Monica watched me take a sip, smirking a little. "Want me to teach you how to shotgun it?"

She taught Cooper before. He threw up after.

"I'll pass." I said, taking another normal sip.

Monica shrugged before taking a large gulp of her own. "So, love, huh? Why do you ask? Is this about Cooper?"

I nearly choked on the beer, causing my throat to burn maliciously as I coughed up a lung. "What—"

"Got it, blog girl." Monica nodded, looking genuinely disinterested in the whole conversation. "You guys fucking yet?"

"No!" I bristled, still a bit stuck on the Cooper comment. I decided to push that one to the back of my mind for now. "We just...we've been going out a week, we've been on like three dates and they're...fine." I trailed off weakly.

Monica chuckled. "Wow, bringing out the f-word, huh?"

I rolled my eyes. "Look, I just- I've never dated before, but I've been into Nina for as long as I can remember and it's like- now that I'm dating her, it's just not...I don't know. It's not what I expected."

"What were you expecting?" She raised an eyebrow at me.

"I..." I found myself at a loss. What had I been expecting? I thought about going out with Nina for so long, but I never really thought about what that would mean when I got there. "I don't know." I told her honestly.

Monica's face morphed into something surprisingly subdued. Her eyes drifted down to her beer can. "Maybe you just liked the chase."

"What?"

She shrugged. "Some guys like the challenge of trying to get the girl more than the girl herself. Now that you have her, the feelings are gone."

"It's not that they're gone," I protested, looking down. "They're just...not nearly as strong as I thought they would be."

"It's only been a week," she reasoned. "It might be a little soon to be fretting over this shit. Shouldn't you be telling all this junk to Cooper?"

I sighed. "Cooper...has his own problems." I rested my head in my arms on the table. "His dad is back in town and...I'm really worried about him."

I couldn't see Monica's expression, but she went awfully quiet for a moment.

"You should be more patient with yourself." She said finally, making me look at her. "Feelings aren't that black and white. If you don't know what you want, then take some time and figure it out."

I resisted the urge to roll my eyes.

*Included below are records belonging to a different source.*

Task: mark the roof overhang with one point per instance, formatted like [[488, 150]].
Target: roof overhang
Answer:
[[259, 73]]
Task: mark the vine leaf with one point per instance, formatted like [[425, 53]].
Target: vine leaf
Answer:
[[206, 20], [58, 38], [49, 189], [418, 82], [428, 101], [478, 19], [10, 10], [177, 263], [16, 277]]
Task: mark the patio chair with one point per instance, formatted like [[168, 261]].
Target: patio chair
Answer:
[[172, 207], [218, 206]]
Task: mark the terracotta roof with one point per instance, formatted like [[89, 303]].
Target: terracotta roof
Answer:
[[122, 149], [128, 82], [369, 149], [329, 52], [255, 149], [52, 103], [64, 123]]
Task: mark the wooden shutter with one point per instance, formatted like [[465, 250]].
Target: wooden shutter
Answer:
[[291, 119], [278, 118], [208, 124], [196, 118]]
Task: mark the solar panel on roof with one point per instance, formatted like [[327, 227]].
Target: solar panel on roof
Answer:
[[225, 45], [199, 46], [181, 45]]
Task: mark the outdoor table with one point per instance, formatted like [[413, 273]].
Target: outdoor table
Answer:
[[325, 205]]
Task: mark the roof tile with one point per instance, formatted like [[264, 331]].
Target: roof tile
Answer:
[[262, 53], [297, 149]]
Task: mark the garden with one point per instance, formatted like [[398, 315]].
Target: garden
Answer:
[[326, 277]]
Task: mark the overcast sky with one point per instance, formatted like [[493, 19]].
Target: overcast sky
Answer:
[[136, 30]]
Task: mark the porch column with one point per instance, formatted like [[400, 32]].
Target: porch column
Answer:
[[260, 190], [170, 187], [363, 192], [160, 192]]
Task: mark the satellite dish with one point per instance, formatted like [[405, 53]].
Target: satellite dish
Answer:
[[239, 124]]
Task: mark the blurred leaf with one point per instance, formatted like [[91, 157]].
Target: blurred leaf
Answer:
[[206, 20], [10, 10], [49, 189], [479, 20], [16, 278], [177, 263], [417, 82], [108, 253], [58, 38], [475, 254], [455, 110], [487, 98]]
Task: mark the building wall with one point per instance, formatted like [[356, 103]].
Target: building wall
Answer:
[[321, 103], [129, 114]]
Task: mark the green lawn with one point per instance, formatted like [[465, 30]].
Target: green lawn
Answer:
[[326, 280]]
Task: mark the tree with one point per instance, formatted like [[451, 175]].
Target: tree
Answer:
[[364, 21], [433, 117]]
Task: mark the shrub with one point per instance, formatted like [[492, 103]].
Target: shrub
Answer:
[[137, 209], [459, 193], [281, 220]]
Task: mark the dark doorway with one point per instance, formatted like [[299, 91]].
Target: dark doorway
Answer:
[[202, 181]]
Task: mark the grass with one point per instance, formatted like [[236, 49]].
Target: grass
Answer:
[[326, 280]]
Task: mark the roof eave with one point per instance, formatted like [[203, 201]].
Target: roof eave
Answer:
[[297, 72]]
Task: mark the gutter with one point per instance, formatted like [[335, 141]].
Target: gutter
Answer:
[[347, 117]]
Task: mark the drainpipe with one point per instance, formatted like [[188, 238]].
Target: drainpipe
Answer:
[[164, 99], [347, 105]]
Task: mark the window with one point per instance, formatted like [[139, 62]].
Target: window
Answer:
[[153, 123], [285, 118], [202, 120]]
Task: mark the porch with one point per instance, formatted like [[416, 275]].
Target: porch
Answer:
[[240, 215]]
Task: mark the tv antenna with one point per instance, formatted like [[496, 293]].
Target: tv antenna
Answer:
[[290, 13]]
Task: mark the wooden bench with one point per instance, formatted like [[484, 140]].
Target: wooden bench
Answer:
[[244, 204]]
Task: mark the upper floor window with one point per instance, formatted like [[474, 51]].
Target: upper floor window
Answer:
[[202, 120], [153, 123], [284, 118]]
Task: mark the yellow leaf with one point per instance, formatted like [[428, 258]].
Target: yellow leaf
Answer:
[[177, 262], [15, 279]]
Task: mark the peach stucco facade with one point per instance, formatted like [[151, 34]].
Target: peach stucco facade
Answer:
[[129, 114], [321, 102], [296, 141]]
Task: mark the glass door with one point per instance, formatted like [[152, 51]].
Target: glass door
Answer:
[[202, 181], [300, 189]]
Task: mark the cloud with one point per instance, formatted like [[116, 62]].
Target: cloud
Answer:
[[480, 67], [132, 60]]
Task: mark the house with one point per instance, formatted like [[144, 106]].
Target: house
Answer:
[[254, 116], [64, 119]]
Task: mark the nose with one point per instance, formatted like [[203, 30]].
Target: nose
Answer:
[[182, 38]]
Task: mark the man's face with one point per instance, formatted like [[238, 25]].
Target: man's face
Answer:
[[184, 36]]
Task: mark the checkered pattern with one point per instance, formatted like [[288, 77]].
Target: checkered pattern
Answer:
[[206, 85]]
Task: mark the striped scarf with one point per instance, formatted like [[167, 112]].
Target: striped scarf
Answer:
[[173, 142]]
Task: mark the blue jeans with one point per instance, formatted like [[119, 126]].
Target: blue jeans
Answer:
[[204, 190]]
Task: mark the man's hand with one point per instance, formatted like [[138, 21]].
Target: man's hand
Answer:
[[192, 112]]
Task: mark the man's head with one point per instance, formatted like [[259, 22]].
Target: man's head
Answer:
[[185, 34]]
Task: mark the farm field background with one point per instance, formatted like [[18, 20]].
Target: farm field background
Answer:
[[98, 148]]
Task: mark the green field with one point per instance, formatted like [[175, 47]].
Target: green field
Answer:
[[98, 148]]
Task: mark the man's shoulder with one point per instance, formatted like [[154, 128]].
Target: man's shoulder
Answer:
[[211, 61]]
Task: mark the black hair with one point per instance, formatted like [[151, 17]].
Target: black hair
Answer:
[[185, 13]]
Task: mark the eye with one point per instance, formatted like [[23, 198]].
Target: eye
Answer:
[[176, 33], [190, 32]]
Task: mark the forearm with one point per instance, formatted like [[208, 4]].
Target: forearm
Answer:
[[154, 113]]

She said that like it was easy. Like I wasn't already trying to do that.

"Stop acting like this shit with you and Nina was written in the stars. There is always the chance it's not what's meant to be." She told me firmly. "If it happens, great, congrats. You got a wife. But if it doesn't, is your world really going to end? 'Cause if it is, what the hell are you wasting time talking to me for? Go talk to her."

Though I loathed to admit it, Monica was making a lot of sense. Waiting around for my relationship to just make sense wasn't going to work.

And waiting around for Cooper to get in touch wasn't going to work either. If I wanted to be there for him, then I should be there.

With a new rush of determination in my veins, I couldn't help smiling. "Thanks, Mon."

"Hmm." Monica hummed a little before reaching over and taking my beer can, shaking it around a little and scoffing. "This shit is wasted on you. Now get out of here. I have a date with the TV and I'd like some privacy."

For once, Monica's sass didn't bother me like usual, so I didn't argue.

I hurried up to my room and prepared to text Nina.

It was time to take control of my life.